Aux États-Unis, les fonds de pension ont été de gros investisseurs en capital-risque32. En France, ce sont surtout les fonds privés (private equity funds) qui ont joué ce rôle en finançant des entreprises dans les NTIC qui restaient fortement déficitaires alors que leur cotation boursière s’envolait à cause de leurs supposées potentialités (Yahoo et Google en sont des fleurons). Ce cas de figure peut être étendu à toutes les nouvelles technologies. Exemple particulièrement marquant, la banque Lehman Brother, une pure banque d’affaires particulièrement responsable de l’extension de produits dérivés toxiques était aussi la principale source de financement du numéro 1 mondial de la production d’éoliennes Vestas. Depuis la faillite de la banque, le groupe danois va licencier 2350 personnes dans le monde.
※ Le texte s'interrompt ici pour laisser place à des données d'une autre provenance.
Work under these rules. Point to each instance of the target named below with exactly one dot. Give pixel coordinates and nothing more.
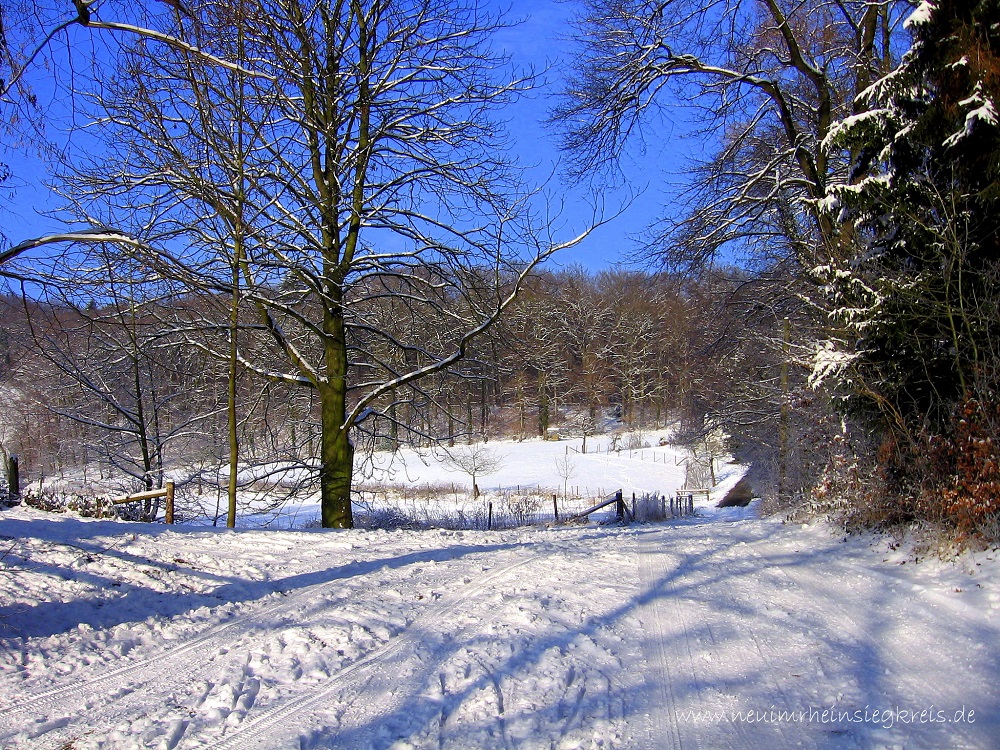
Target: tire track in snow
(700, 653)
(169, 666)
(267, 728)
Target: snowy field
(717, 631)
(527, 474)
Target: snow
(719, 630)
(921, 16)
(982, 111)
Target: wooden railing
(167, 492)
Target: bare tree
(770, 77)
(374, 172)
(475, 460)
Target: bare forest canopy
(130, 387)
(314, 210)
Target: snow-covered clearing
(117, 635)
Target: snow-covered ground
(717, 631)
(531, 466)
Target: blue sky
(542, 42)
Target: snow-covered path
(715, 632)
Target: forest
(299, 231)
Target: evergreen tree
(915, 294)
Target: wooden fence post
(169, 512)
(13, 481)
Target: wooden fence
(167, 492)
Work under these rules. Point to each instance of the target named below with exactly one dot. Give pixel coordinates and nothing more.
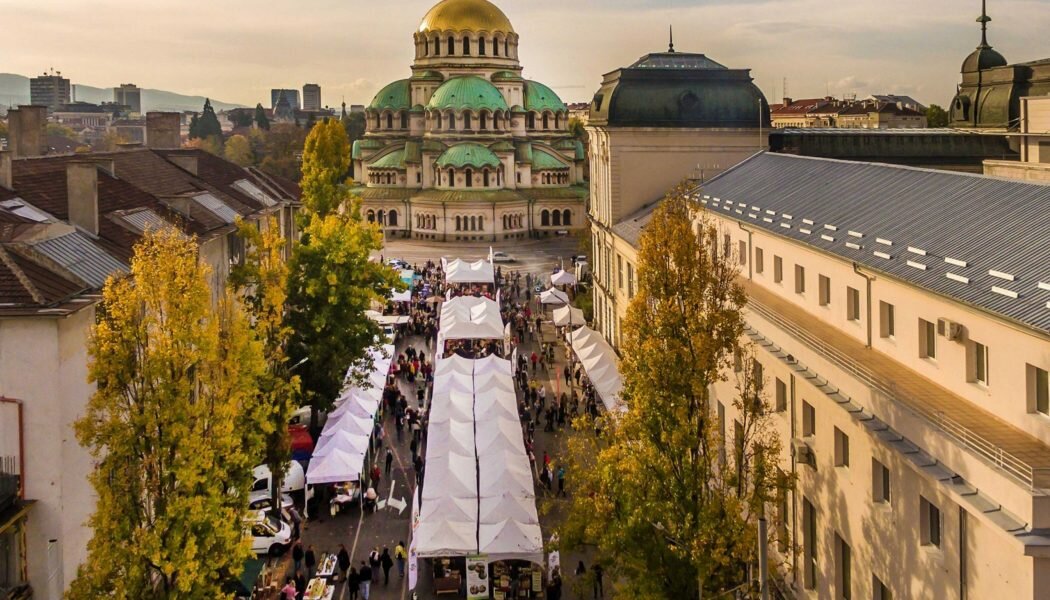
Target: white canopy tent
(458, 271)
(553, 296)
(601, 365)
(563, 277)
(568, 316)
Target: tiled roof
(980, 241)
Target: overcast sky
(235, 50)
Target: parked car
(270, 535)
(260, 500)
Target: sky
(235, 50)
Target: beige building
(466, 148)
(1034, 141)
(904, 342)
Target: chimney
(6, 171)
(27, 130)
(82, 193)
(164, 130)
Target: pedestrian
(297, 554)
(386, 562)
(343, 559)
(310, 560)
(400, 555)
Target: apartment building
(901, 321)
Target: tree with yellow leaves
(670, 512)
(170, 429)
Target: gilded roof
(465, 16)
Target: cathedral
(466, 148)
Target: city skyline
(838, 49)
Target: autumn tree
(170, 428)
(261, 282)
(670, 512)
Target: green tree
(172, 429)
(238, 150)
(667, 511)
(261, 121)
(261, 283)
(937, 117)
(326, 164)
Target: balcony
(1008, 449)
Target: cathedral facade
(466, 148)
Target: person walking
(386, 562)
(400, 555)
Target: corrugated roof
(981, 241)
(76, 252)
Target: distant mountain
(15, 90)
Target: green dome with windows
(467, 91)
(468, 156)
(395, 97)
(540, 98)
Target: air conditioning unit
(949, 329)
(802, 452)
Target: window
(841, 449)
(1038, 390)
(880, 482)
(886, 327)
(853, 304)
(809, 419)
(810, 544)
(927, 339)
(929, 521)
(978, 363)
(843, 578)
(824, 290)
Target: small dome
(540, 98)
(465, 16)
(396, 97)
(468, 156)
(468, 91)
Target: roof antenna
(983, 19)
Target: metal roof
(979, 240)
(81, 256)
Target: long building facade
(466, 148)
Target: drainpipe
(21, 446)
(867, 282)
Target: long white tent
(601, 365)
(478, 495)
(458, 271)
(343, 443)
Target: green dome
(540, 98)
(396, 97)
(468, 156)
(469, 91)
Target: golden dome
(465, 16)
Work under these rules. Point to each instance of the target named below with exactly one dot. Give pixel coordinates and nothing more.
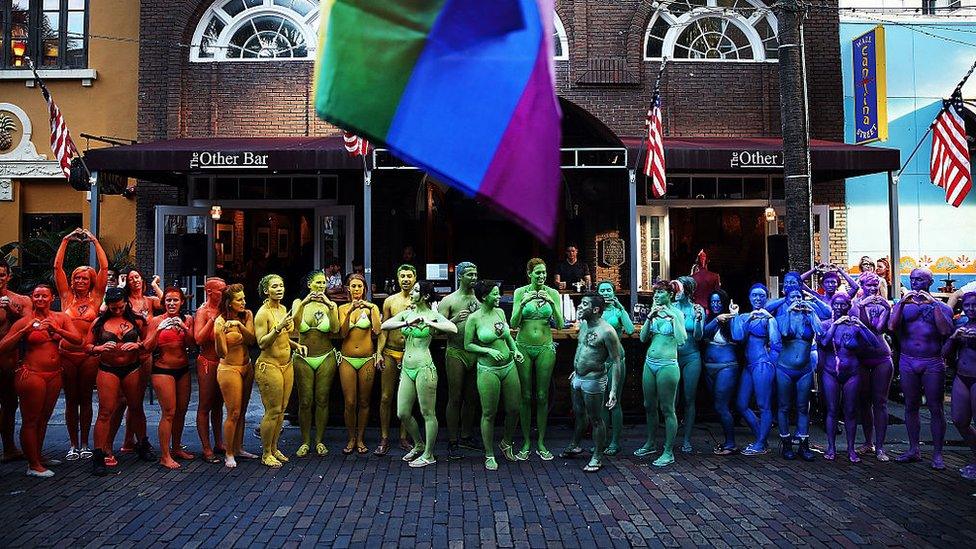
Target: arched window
(712, 30)
(256, 30)
(561, 42)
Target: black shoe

D’une manière générale, depuis 2008, les banques et les États ont baissé leurs subventions aux énergies renouvelables alors qu’il faudrait, du point de vue capitaliste du « développement durable », les augmenter dans l’optique de l’épuisement des ressources en pétrole et la remise en cause de l’énergie nucléaire.
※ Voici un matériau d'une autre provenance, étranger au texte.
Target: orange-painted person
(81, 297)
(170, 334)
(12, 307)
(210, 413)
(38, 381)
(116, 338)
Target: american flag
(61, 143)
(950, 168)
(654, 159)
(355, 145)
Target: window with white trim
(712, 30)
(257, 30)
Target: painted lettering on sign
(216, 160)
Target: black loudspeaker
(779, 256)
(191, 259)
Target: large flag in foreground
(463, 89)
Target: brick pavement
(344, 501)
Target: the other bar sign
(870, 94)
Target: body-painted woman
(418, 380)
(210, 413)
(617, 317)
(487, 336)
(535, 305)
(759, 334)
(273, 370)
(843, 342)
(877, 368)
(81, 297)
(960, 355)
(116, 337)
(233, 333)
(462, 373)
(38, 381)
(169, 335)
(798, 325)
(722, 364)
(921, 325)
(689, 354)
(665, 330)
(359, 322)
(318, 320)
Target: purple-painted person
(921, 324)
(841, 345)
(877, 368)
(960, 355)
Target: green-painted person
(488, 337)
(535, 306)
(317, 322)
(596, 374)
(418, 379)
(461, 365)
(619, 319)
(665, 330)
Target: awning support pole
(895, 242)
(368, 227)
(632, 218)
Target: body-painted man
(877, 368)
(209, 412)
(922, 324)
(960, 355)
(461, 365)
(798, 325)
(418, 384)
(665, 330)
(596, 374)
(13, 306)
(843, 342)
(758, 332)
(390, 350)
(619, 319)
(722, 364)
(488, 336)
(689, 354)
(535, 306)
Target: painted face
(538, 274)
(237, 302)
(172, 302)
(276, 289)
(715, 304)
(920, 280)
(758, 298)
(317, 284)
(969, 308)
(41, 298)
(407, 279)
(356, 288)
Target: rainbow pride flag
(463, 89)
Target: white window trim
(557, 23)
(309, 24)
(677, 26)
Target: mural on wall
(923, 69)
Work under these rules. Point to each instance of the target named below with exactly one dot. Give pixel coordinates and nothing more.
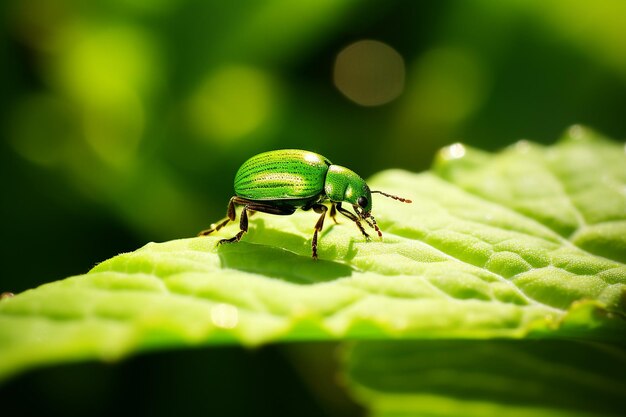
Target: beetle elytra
(282, 181)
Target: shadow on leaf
(279, 263)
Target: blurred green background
(124, 122)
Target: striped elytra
(282, 174)
(283, 181)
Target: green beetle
(279, 182)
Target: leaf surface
(524, 243)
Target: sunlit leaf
(482, 252)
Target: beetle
(282, 181)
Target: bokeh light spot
(231, 103)
(369, 72)
(41, 128)
(103, 64)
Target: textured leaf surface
(525, 242)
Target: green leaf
(488, 378)
(522, 243)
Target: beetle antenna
(395, 197)
(374, 225)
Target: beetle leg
(251, 207)
(354, 218)
(231, 214)
(371, 223)
(333, 213)
(243, 227)
(318, 208)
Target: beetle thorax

On peut parler d’une véritable convergence situationnelle et temporelle entre le développement du marché financier et le développement des nouvelles technologies de l’information et de la communication. Cette convergence est d’abord due à des causes conceptuelles. La monnaie, surtout sous sa forme de monnaie-crédit, introduit le temps dans l’échange et nous avons vu que les nouvelles technologies ont besoin de temps. Elle est due ensuite, et plus prosaïquement, à un intérêt bien compris des deux parties. La finance et les NTIC semblent « faire système » dans le sens où les marchés financiers profitent des possibilités d’opérations « en temps réel » permises par les NTIC et les NTIC profitent de conditions de développement rapide qu’elles n’auraient pu obtenir par les moyens traditionnels.
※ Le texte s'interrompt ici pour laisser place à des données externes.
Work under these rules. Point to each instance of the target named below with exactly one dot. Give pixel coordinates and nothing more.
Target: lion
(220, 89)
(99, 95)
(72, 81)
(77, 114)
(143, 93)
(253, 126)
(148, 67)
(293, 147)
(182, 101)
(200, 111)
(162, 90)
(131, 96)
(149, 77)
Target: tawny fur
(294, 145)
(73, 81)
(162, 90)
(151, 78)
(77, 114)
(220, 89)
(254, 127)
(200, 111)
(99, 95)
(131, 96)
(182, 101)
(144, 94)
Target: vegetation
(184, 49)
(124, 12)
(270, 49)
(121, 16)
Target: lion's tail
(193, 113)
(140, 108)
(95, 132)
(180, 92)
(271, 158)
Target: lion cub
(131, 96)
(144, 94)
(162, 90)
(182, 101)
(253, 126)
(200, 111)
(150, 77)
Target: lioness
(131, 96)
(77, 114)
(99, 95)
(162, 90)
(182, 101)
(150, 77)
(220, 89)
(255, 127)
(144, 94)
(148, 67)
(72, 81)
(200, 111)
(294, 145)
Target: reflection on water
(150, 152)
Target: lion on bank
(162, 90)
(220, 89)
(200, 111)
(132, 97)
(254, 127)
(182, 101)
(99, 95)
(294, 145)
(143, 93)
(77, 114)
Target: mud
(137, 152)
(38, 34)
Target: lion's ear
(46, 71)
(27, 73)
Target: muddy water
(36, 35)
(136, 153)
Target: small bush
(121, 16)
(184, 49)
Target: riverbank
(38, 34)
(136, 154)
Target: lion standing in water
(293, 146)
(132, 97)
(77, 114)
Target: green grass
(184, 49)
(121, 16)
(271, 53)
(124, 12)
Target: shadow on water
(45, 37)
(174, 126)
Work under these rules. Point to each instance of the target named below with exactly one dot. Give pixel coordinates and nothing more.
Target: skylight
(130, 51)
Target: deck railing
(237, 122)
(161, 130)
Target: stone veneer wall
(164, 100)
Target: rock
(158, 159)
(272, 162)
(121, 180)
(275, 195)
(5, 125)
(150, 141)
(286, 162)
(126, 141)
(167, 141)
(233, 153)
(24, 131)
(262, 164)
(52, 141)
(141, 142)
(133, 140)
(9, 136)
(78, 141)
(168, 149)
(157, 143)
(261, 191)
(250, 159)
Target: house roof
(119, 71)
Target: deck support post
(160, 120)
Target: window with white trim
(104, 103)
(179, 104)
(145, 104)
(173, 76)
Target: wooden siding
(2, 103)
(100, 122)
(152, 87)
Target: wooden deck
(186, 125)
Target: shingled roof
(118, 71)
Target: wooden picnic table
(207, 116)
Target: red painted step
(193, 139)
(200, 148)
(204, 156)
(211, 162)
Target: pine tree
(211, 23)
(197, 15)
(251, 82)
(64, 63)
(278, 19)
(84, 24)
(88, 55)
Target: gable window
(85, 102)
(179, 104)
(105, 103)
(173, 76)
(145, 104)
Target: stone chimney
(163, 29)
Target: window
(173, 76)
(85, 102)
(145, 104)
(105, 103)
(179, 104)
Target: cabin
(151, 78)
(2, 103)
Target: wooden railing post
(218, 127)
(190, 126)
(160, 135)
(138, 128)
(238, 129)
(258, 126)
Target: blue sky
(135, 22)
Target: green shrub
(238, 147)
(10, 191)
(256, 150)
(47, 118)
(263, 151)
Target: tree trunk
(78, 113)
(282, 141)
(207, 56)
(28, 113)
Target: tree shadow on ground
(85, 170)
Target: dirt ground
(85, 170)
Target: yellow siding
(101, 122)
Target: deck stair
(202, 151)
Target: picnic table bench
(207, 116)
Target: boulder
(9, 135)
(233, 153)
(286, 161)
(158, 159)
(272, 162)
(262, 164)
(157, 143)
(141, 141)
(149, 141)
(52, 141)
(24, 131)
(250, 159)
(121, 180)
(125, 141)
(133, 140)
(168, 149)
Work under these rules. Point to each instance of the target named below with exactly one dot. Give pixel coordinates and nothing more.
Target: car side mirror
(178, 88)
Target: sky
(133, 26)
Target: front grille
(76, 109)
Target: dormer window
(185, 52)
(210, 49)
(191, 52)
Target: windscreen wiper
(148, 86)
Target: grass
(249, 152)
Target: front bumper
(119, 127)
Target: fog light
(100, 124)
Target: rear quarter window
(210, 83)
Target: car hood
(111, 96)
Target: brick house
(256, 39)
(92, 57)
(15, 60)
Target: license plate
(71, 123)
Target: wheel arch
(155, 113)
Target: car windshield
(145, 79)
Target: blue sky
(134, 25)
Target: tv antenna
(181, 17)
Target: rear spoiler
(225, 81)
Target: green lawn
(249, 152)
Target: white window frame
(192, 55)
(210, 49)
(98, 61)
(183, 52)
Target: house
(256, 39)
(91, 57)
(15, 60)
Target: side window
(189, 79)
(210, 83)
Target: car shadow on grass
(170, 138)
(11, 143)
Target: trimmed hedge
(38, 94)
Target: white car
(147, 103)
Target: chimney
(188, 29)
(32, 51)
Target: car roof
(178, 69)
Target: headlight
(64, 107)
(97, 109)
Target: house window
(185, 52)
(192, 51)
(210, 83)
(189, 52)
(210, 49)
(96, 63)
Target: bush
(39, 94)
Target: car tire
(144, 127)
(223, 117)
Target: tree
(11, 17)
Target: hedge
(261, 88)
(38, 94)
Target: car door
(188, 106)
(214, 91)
La bulle haussière du Nasdaq à la fin des années 1990 n’est pas à proprement parler une bulle spéculative, mais plutôt une bulle structurelle de croissance reposant sur une vision optimiste des opérateurs. Pourquoi structurelle ? parce que, du point de vue comptable, ces actifs immatériels n’apparaissent pas dans les comptes des entreprises alors qu’ils sont comptabilisés dans les capitalisations boursières. La distorsion entre les deux valeurs peut alors atteindre des proportions qui deviennent inquiétantes et qui peuvent produire un retournement d’opinion. C’est que si les logiciels peuvent être assimilés à du capital matériel comme évidemment les ordinateurs et donc quantifiés et comptabilisés, la marque, la réputation, les relations, le savoir-faire, ce que les anglo-saxons appellent la fair value peuvent difficilement l’être ou alors font l’objet d’une comptabilisation très discutable : les dépenses de publicité ou de sponsoring sont ainsi comptabilisées comme des charges et non pas des investissements, nous l’avons déjà dit.

Le marché financier et les NTIC sont bien en phase car ils travaillent tous les deux en temps réel et s’appuient l’un sur l’autre. Le marché financier a besoin de l’outil informatique et de la vitesse des flux que lui assurent les NTIC et ceux-ci ont besoin d’énormes moyens de financement à rentabilité nulle ou peu élevée au départ pour les investisseurs privés qui doivent pallier l’absence quasi totale d’investissement public dans le secteur des start-up. Néanmoins, on observe plusieurs décalages temporels qui posent problème et sont à l’origine de bulles. En fait, il y a un premier décalage entre le temps de l’innovation technologique elle-même et le temps de son application. Par exemple, la machine à vapeur a précédé le train de cinquante ans, la dynamo d’Edison a précédé le moteur électrique de quarante ans. Le second décalage temporel provient du fait que les investissements sont, eux, dans une temporalité forcément courte.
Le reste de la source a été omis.